Furthermore, providers say they already toe the line when it comes to how frequently they replace items. Medicare’s local coverage determination (LCD) allows for supplies like cushions, headgear and tubing to be replaced anywhere from every month to every six months, depending on the item.

“We don’t give anybody anything unless they need it,” said Glenn Steinke, owner of Airway Medical in Bishop, Calif.

The OIG argues that revising the replacement schedule for CPAP supplies would result in significant savings. If Medicare reduced the frequency of mask replacements to one mask every six months, for example, it would reduce expenditures by $14.2 million or 14%. But with competitive bidding set to start July 1, Medicare’s already going to save plenty, providers say.

“Competitive bidding is going to change everything, anyway,” said Helen Kent, president of Carlsbad, Calif.-based Progressive Medical. “What difference does it make?”

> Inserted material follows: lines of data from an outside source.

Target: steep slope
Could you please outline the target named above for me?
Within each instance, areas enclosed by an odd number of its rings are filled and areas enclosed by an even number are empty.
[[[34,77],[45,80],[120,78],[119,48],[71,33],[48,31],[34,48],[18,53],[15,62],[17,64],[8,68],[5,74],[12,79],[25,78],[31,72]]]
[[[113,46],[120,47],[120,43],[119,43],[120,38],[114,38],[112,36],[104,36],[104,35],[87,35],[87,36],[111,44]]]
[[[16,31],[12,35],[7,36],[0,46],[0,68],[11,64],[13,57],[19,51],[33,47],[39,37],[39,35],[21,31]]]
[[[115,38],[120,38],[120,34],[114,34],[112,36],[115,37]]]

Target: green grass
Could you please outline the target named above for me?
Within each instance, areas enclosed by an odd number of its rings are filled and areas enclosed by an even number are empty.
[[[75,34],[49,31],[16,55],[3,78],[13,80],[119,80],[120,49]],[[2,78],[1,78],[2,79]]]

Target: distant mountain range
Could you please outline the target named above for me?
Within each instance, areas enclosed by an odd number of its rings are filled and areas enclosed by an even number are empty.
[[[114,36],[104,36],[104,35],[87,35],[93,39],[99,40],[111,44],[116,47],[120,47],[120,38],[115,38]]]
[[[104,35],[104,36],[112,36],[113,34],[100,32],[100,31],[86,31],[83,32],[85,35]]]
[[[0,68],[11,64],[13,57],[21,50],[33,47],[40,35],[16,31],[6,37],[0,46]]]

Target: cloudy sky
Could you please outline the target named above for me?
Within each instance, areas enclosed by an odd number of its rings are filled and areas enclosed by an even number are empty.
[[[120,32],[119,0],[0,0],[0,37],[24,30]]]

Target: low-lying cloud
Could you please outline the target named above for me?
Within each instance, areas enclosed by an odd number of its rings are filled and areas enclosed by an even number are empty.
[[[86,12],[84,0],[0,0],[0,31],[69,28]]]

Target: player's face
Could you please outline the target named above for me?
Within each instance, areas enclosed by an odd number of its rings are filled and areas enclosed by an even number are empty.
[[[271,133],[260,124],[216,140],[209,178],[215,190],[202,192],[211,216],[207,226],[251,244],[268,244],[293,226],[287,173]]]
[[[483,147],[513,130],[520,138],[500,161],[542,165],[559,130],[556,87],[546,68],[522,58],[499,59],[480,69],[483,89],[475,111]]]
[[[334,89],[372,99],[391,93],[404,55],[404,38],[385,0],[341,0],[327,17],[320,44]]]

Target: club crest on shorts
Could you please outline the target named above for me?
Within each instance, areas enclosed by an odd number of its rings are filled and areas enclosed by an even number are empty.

It's business. Medicare is officially a business just as every other health care payer.   The days of provider patient health care to benefit the patient are over.  The mentality for health care payers is lower the price first then reduce consumption.  The old one-two punch!  HMO's and managed care companies became most successful lowering the reimbursement to health care Providers using the carrot guaranteeing Providers accessibility to Patient groups (offering volume sound familiar) then limited those services the HMO's and Managed Care Companies paid!  HMO's and Managed Care Companies had a wild card to add.  They, in order to enhance their bottom line began increasing the premiums to it's members.  So HMO's get a one-two-three punch.  Similar to "Cinderella Man" (Paulk Giamatti's bop-bop-bam!).  I would anticipate a similar upward shift in both the medicare premium and deductible to follow in the not to distant future!  Giving them a one-two-three-four punch!